Those technicolour classics capitalised on their cast’s wondrous performances that range from pitch-perfect singing to hypnotic dancing. The stories they unfolded depended on their musical portrayal of youthful romance – each character sprung to life with the tuneful notes they sang. Barbie, however, isn’t a full-blown musical epic rich with gripping performances; it earns the title by inviting trending artists of the moment to its diverse soundtrack. Their job is to attach the musical strings to the marionettes of this film, each song providing movements that’ll drive them forward in their journey of self-discovery. With this approach, the unsophisticated plot of Barbie doesn’t depend on the music; the characters do.

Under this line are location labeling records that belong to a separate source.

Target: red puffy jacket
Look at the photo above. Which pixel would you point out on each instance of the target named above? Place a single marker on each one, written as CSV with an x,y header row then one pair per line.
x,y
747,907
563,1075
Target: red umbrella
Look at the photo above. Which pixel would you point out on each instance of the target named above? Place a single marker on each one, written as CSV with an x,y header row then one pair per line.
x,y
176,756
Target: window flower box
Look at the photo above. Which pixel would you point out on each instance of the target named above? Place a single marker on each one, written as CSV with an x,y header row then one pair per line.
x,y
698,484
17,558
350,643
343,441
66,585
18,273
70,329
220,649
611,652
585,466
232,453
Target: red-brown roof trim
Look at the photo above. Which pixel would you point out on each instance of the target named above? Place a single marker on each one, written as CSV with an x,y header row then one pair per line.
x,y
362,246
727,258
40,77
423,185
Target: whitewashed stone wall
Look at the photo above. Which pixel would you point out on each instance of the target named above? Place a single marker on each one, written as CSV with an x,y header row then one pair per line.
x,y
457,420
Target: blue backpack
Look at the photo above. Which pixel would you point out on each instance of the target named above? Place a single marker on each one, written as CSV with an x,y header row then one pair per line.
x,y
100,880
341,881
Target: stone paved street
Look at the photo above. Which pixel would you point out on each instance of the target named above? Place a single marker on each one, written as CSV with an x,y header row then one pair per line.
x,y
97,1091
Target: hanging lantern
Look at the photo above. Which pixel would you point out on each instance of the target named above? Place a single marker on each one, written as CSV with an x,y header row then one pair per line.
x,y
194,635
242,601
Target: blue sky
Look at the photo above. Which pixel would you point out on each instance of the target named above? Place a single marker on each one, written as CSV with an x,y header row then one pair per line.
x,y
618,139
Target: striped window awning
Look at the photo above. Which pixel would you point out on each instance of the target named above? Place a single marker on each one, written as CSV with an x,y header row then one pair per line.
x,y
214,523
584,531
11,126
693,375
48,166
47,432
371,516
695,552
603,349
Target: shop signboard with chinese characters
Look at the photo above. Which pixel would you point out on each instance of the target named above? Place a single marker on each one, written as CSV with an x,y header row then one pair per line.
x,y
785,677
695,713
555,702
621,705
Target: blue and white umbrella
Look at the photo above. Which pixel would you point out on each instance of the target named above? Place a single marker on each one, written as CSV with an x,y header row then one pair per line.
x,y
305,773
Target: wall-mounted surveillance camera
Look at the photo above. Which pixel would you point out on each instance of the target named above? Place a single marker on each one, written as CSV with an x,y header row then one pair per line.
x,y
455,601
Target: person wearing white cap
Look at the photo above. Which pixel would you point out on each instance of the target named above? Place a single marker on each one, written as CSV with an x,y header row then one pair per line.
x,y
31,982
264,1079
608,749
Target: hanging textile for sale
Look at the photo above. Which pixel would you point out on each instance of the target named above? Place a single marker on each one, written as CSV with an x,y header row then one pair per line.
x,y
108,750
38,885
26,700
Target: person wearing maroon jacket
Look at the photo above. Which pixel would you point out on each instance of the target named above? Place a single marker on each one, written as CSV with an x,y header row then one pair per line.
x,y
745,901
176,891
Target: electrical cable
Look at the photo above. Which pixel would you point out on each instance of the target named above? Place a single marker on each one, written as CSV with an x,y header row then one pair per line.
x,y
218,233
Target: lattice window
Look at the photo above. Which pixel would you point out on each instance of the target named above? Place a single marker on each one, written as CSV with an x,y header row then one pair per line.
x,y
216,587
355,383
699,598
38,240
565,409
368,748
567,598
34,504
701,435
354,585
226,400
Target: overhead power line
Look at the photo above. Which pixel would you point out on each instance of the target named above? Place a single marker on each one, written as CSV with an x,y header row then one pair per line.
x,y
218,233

Mark Ronson, who’s collaborated with the biggest living popstars (Adele, Dua Lipa, Lady Gaga), joins as the executive producer. His decades-long residency in the music industry gives him the close-up panorama of the hottest artists right now: a superb fit for Gerwig, who wishes to bring in as many huge names as possible. Immediately after the offer, he noticed the parallel between the fall of disco and the rising controversy of Barbie in the 70s, thus setting the genre as the touchstone for the film’s musical marathon. Lizzo’s opener, “Pink”, offers sun-lit, languid dance grooves to greet our new company with theatrical vivacity. In their pastel-painted world, big waves and smiles are always requisites.

The most pleasant surprise is an original song called “I’m Just Ken”. Performed by Ryan Gosling, it’s among the very few on the soundtrack that genuinely lives in the film, trekking through balladry and power rock with Ken’s serene honesty and comical hardship. “I’m just Ken and I’m enough / And I’m great at doing stuff,” he proclaims. When songs succinctly carve out a character’s motives, the visual and musical collide in harmony and become an exemplar of divine cinema: the screen blasts into a fantasy realm that beckons the audience to dive into for a while. Tame Impala’s “Journey Into the Real World” and Billie Eilish’s “What Was I Made For” can be classified as such, but for a 17-track companion piece, they’re not enough.

Like the soundtrack of Spiderman: Across the Spider-Verse, Barbie doesn’t spotlight every song on the accompanying all-star album. It might be because Gerwig prefers to raise the subject matters of patriarchy, gender equality, capitalism and identity without being too deflected by the musical aspects; but after seeing how immersive and arresting the scene of “I’m Just Ken” is, the film really missed the opportunity to use its potent musicality to the fullest extent. Gosling’s song and “Pink” work so wonderfully because they interact with their respective scenes, not just simply fill in the silence. Other tracks, such as “Angel” and “WATATI”, do the contrary, which makes their existence almost pointless.

Barbie also translates nearly none of its cinematic intertextuality (2001: A Space Odyssey, Playtime, Singin’ in the Rain) to the music. The last party-playlist fillers on Barbie the Album – the Kid LAROI’s “Forever & Again”, Khalid’s “Silver Platter”, and GAYLE’s “butterflies” – barely reference anything about the doll or the film, their many interpolations and samples largely feeble and futile, proving further that these unobtrusive songs are merely there for the ambience. It’s a little disappointing, because isn’t the soundtrack for the biggest summer film of the year supposed to be reminiscent of its plastic-pink paradise? Barbie the Album dashes headfirst for airy joy and low-key festivity, all hyperbolic and glittery when its primary focus should be on elucidating the film’s feminist thesis.